1Así que, hermanos míos amados y deseados, gozo y corona mía, estén así firmes en el Señor, amados.
2Ruego a Evodia y a Síntique, que sean de un mismo sentir en el Señor.
3Asimismo te ruego también a ti, compañero fiel, que ayudes a éstas que combatieron juntamente conmigo en el evangelio, con Clemente también y los demás colaboradores míos, cuyos nombres están en el libro de la vida.
4Regocíjense en el Señor siempre. Otra vez digo: ¡Regocíjense!
5Su de ustedes gentileza sea conocida de todos los hombres. El Señor está cerca.
6Por nada estén afanosos, sino sean conocidas sus de ustedes peticiones delante de Dios en toda oración y ruego, con acción de gracias.
7Y la paz de Dios, que sobrepasa todo entendimiento, guardará sus de ustedes corazones y sus de ustedes pensamientos en Cristo Jesús.
8Por lo demás, hermanos, todo lo que es verdadero, todo lo honesto, todo lo justo, todo lo puro, todo lo amable, todo lo que es de buen nombre; si hay virtud alguna, si algo digno de alabanza, en esto piensen.
9Lo que aprendieron y recibieron y oyeron y vieron en mí, esto hagan; y el Dios de paz estará con ustedes.
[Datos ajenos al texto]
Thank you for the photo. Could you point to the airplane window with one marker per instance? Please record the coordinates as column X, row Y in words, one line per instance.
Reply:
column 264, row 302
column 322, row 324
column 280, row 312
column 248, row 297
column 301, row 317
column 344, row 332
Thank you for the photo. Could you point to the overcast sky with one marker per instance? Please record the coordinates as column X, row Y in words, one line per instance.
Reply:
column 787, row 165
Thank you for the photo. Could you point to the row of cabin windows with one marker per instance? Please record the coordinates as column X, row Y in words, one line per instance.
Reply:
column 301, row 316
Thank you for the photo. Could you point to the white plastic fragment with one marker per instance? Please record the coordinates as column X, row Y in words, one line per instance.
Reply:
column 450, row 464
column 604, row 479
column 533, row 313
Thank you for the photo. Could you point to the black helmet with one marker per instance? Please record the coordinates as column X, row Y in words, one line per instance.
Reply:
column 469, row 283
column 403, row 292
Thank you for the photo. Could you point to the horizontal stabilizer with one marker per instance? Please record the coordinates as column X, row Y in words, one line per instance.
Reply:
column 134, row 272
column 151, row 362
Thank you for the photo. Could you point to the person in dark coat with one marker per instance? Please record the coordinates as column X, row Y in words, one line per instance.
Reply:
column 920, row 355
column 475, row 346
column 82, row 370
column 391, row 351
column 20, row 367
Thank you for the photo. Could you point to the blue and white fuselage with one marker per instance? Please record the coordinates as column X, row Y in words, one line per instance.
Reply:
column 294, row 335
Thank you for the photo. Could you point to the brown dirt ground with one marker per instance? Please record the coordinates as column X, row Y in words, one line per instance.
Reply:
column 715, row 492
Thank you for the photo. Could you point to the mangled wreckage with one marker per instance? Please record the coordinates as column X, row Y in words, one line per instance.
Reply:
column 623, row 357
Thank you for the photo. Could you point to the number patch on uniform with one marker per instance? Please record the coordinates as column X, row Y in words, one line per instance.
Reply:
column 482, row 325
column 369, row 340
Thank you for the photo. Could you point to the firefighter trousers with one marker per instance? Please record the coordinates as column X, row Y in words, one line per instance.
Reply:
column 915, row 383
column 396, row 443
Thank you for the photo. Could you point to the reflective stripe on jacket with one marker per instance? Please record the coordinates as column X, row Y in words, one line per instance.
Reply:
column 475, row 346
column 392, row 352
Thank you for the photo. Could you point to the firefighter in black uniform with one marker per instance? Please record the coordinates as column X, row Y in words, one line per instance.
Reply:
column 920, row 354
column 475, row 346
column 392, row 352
10En gran manera me gocé en el Señor de que ya al fin han revivido su de ustedes cuidado de mí; de lo cual también estaban solícitos, pero les faltaba la oportunidad.
11No lo digo porque tenga escasez, puesto que he aprendido a contentarme, cualquiera que sea mi situación.
12Sé vivir humildemente, y sé tener abundancia; en todo y por todo estoy enseñado, así para estar saciado como para tener hambre, así para tener abundancia como para padecer necesidad.
13Todo lo puedo en Cristo que me fortalece.
14Sin embargo, bien hicieron en participar conmigo en mi tribulación.
15Y saben también ustedes, oh filipenses, que al principio de la predicación del evangelio, cuando partí de Macedonia, ninguna iglesia participó conmigo en razón de dar y recibir, sino ustedes solos;
16puesto que aun a Tesalónica me enviaron una y otra vez para mis necesidades.
17No es que busque dádivas, sino que busco fruto que abunde en su de ustedes cuenta.
18Pero todo lo he recibido, y tengo abundancia; estoy lleno, habiendo recibido de Epafrodito lo que enviaron; olor fragante, sacrificio acepto, agradable a Dios.
19Mi Dios, por lo tanto, suplirá todo lo que les falta conforme a sus riquezas en gloria en Cristo Jesús.
20Al Dios y Padre nuestro sea gloria por los siglos de los siglos. Amén.
21Saluden a todos los santos en Cristo Jesús. Los hermanos que están conmigo les saludan.
22Todos los santos les saludan, y especialmente los de la casa de César.
23La gracia de nuestro Señor Jesús, el Cristo sea con todos ustedes. Amén. TR: Escrita de Roma con Epafrodito.